Cybersecurity has become an unlikely top-line priority for managers of pooled investment vehicles (“Fund Managers”) and broker dealers (“Broker Dealers and, together with Fund Managers “Investment Firms”). As a result, Investment Firms are under relatively sudden and intense pressure to implement meaningful and effective Cybersecurity controls within their organization. Several factors demonstrate that Cybersecurity is squarely in the crosshairs of the Securities and Exchange Commission (the “Commission”). Examples include: (i) the recent “Cybersecurity Sweeps” conducted by the Commission: (ii) its triaging Cybersecurity as a top regulatory priority for the last four (4) years running; and (iii) recent Commission enforcement actions that have induced at least one seven-figure settlement, censure and have even led to criminal proceedings. Clearly, “Cybersecurity Preparedness” is viewed by the regulators as both a core control and a minimum standard.

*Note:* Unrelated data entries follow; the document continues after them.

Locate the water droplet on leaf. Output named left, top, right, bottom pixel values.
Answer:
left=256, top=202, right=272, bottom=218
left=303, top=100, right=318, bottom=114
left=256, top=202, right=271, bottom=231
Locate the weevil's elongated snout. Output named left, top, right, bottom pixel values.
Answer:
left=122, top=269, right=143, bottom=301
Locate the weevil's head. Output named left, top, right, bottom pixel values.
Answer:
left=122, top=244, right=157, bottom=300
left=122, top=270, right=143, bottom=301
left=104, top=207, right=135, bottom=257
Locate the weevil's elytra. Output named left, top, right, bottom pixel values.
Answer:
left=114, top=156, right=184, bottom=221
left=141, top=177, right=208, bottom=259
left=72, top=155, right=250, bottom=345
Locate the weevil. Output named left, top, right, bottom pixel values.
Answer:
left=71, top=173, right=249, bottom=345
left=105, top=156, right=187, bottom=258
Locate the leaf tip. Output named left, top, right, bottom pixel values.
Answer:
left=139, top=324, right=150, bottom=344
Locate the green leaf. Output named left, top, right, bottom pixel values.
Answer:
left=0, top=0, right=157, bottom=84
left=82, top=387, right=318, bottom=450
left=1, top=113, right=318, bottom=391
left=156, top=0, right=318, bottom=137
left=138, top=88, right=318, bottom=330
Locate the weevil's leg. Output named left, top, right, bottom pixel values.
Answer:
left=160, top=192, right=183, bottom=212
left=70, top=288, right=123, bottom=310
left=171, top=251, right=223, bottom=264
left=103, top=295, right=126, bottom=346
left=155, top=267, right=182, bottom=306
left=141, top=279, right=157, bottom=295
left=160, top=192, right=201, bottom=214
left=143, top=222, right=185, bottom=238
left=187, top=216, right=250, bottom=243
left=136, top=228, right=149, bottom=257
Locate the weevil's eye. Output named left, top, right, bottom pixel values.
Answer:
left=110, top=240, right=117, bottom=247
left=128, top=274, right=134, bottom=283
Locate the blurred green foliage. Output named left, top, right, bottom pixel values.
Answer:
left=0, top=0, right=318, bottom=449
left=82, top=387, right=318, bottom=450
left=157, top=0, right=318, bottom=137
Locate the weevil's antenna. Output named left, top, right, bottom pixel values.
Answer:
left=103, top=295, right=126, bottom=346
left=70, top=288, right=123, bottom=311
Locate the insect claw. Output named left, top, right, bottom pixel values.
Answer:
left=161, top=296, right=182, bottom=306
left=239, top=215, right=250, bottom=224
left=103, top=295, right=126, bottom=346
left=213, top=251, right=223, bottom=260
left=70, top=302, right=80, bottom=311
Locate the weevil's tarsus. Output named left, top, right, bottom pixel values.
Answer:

Efforts to achieve an unimpeachable Cybersecurity Program are being conducted more and more by a large majority of Investment Firms yet, it’s not something that such firms will freely and candidly discuss among peer groups and/or open industry dialogues. There are several reasons for this phenomenon. First, the path to building a compliant Cybersecurity Program flows through every cross section of each Investment Firm’s enterprise – IT, HR, Compliance, Investor Relations, Legal, Accounting and even Operations and achieving this end requires those undertaking it to have a myriad of skill sets and both an understanding and appreciation for each of these otherwise unrelated functions. Not many individuals want to jump into such a varied and largely unfamiliar exercise, much less talk about it openly with peers and colleagues. Second, the law, regulation and rules pertinent to Cybersecurity in the investment management space are not exactly black-letter law or bright-line rules and its simply unclear as to what the required elements are for a given Investment Firm’s Cybersecurity Program. Third, there is a misperception among Investment Firms (and especially with Fund Managers) that it’s better not to take a deep-dive into either designing a new Cybersecurity Program or, alternatively, having it tested and assessed, due to a fear of finding deficiencies. This is a dangerous misperception based largely on fear that seems irrational when one considers the Commission’s directives that: (a) it expects Investment Firms will suffer breaches and cyber-attacks and any such event, in of itself, will not lead to a regulatory action, fine or penalty, (b) it is more interested in how such firms can demonstrate they are prepared for such breaches and ready to respond to and remediate such breaches, and (c) most importantly, periodic testing and assessments are, in of themselves, required by the regulators; better to self-discover any deficiencies and cure them voluntarily, then have the Commission make these findings and take action because of a failure to identify and remediate them.
And thus, the road for Investment Firms to develop a truly unimpeachable Cybersecurity Program is an unfamiliar one. However, an initial Cybersecurity Assessment is not only a gentle initial step but also a process that the regulators expect.